One interesting aspect of this email from the Gmail phishing attack was that they chunked off a couple of my client’s contacts covering first names starting with only 2 letters (in this case d through e). Below was my immediate reply to my client in response to this spam email:
At the moment I can’t find much more than this initial report (for this particular spam mail). If this looks like emails from your gmail account contacts then you’re account has been compromised (there’s been a few reports of phishing attacks on Gmail from 2009). You’ll want to change your password with one that’s at least 8 characters, a combination of letters and numbers, at least one uppercase and a special character.
After a bit more research I found a nice post in the Google support forums aptly named, “Help, spam has been sent to all of my contacts from my gmail account! How do I report this?”.
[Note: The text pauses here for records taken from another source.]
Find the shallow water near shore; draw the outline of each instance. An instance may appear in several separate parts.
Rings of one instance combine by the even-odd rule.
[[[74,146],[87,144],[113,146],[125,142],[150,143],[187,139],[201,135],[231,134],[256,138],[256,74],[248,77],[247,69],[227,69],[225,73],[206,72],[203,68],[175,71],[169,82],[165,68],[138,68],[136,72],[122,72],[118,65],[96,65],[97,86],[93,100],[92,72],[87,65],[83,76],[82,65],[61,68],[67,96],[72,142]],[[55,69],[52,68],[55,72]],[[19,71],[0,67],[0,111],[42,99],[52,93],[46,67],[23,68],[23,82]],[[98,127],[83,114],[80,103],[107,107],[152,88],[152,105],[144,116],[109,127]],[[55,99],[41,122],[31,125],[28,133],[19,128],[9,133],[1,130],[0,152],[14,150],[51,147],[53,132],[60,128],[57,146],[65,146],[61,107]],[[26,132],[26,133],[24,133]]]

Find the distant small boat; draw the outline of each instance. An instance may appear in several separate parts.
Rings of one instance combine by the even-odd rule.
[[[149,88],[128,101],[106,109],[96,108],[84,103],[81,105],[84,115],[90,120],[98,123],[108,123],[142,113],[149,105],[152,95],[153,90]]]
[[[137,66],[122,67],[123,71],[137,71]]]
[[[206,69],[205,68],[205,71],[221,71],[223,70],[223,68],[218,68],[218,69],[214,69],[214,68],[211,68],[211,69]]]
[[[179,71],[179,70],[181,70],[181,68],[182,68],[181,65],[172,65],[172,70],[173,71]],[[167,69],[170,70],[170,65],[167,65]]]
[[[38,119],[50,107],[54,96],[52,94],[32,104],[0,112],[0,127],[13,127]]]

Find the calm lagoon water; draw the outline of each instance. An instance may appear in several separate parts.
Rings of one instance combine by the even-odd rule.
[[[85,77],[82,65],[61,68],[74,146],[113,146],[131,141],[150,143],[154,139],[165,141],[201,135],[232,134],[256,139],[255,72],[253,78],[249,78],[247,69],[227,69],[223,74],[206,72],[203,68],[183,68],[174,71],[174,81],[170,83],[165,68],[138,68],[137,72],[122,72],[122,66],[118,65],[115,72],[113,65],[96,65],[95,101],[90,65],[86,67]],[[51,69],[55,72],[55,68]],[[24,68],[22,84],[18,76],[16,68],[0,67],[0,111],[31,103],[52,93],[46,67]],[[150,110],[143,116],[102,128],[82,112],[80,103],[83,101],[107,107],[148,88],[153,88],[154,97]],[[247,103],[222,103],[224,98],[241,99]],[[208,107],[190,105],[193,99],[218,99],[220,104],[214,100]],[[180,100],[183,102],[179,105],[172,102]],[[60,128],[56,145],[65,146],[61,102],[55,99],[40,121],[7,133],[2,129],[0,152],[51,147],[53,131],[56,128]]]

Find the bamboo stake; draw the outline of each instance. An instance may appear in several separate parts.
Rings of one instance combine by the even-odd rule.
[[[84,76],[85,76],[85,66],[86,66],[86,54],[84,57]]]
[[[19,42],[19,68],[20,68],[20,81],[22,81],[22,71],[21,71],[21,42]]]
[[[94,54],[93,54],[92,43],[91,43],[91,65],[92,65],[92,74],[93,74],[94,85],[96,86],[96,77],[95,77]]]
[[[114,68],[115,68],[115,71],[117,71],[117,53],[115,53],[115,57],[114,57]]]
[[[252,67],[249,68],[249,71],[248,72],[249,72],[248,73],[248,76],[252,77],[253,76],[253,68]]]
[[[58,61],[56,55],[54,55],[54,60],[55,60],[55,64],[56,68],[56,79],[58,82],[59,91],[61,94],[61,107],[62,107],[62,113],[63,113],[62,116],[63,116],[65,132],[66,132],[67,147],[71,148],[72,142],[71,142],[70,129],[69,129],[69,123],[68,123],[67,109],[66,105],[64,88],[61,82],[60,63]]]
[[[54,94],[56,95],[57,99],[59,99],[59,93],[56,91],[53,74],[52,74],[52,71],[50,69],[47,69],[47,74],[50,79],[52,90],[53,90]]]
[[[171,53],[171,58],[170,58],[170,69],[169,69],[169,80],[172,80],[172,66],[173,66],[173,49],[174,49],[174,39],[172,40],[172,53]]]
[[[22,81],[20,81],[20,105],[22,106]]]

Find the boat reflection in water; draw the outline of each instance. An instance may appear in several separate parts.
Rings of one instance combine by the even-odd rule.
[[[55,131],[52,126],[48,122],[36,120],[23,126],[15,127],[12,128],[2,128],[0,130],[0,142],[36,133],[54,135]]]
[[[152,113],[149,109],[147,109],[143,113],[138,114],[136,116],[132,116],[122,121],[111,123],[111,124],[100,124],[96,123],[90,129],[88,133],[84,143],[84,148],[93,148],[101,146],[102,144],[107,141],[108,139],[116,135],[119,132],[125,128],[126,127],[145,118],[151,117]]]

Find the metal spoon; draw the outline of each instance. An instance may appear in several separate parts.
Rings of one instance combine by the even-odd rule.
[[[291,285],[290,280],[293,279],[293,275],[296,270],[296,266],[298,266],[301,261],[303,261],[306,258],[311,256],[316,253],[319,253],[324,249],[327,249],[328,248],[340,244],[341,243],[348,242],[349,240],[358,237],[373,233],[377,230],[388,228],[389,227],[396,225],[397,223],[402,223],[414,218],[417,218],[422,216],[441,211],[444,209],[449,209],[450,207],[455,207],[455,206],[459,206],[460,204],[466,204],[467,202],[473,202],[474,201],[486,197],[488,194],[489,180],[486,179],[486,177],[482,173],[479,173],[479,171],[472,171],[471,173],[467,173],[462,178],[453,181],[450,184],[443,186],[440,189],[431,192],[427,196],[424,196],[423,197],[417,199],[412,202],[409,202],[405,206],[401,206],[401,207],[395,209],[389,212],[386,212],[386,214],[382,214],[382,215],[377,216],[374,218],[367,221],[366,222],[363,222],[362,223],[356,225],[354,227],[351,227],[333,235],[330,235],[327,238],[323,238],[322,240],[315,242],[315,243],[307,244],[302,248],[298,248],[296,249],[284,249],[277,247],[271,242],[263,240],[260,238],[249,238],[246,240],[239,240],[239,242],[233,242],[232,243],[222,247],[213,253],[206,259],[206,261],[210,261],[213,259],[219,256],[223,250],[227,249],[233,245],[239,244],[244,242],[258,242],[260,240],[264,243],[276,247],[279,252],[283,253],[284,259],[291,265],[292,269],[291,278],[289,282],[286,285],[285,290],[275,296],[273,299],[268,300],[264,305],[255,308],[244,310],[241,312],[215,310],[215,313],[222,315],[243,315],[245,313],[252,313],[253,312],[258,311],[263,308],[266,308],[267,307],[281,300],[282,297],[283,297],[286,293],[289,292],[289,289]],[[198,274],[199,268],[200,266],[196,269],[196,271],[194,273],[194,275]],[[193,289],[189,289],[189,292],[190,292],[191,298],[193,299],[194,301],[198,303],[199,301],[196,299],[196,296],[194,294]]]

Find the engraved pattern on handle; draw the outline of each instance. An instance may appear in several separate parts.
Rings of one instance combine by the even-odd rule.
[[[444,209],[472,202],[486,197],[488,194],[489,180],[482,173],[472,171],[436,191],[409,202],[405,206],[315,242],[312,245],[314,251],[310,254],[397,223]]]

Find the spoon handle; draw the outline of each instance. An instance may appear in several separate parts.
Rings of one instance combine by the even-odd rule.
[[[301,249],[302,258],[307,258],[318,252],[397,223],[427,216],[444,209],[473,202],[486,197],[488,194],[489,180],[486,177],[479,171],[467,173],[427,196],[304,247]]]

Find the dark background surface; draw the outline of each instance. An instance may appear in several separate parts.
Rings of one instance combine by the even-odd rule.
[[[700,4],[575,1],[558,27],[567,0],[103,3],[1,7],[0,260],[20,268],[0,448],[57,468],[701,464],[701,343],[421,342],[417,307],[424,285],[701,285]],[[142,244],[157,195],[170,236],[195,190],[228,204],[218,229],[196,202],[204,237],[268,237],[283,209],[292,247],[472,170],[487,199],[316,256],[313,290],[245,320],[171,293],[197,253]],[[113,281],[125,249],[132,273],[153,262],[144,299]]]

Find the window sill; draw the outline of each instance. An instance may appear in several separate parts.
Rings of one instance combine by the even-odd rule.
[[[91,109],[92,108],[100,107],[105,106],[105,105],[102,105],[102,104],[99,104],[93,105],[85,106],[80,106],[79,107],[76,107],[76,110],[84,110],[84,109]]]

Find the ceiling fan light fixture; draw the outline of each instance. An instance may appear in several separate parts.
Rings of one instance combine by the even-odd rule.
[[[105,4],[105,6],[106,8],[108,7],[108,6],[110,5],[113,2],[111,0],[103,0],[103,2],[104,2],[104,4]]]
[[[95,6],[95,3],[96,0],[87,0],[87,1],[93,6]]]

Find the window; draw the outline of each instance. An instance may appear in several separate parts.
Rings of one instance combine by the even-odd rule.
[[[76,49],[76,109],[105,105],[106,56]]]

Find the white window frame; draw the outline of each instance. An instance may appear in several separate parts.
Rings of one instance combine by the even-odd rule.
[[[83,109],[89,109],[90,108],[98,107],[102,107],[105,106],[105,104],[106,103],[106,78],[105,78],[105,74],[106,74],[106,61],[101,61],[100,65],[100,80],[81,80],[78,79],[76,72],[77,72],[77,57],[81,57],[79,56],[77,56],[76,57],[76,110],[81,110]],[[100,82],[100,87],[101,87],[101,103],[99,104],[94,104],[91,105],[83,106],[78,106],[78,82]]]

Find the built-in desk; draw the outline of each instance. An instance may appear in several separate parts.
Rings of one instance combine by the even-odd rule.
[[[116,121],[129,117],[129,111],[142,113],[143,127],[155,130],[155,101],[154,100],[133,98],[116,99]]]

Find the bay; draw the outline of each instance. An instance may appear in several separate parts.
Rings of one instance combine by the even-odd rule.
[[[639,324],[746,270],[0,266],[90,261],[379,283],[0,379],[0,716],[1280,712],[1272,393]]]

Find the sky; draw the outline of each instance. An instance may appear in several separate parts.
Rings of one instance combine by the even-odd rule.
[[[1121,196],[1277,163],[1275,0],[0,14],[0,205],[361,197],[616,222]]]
The most popular answer contained the following important tips:
If your account has been compromised/hacked/stolen you will need to check and fix at least all of the following settings.
But first you need to check the bottom of the Inbox and make sure your account is not open at any other locations. If it shows additional locations, open the Details window and “Sign out all other sessions”.
Settings -> Accounts and Import -> Google Account Settings -> Change Password [pick a new secure password]
Settings -> Accounts and Import -> Google Account Settings -> Change Password Recovery Options [verify secret question, SMS and recovery e-mail address]
Settings -> General -> Signature [make sure nothing as been added]
Settings -> General -> Vacation Responder [make sure it’s disabled and empty]
Settings -> Accounts and Import -> Send Mail As [make sure it is using your correct e-mail address]
Settings -> Filters [no filters that forward or delete e-mail]
Settings -> Forwarding and POP/IMAP -> Forwarding [disabled or correct address]
Settings -> Forwarding and POP/IMAP -> POP Download [disabled]
Settings -> Forwarding and POP/IMAP -> IMAP Access [disabled]
In that same post there are an additional number of links referencing valuable information on how to harden your Google Gmail account and hopefully prevent or at least mitigate any future damage from these Gmail Phishing attacks.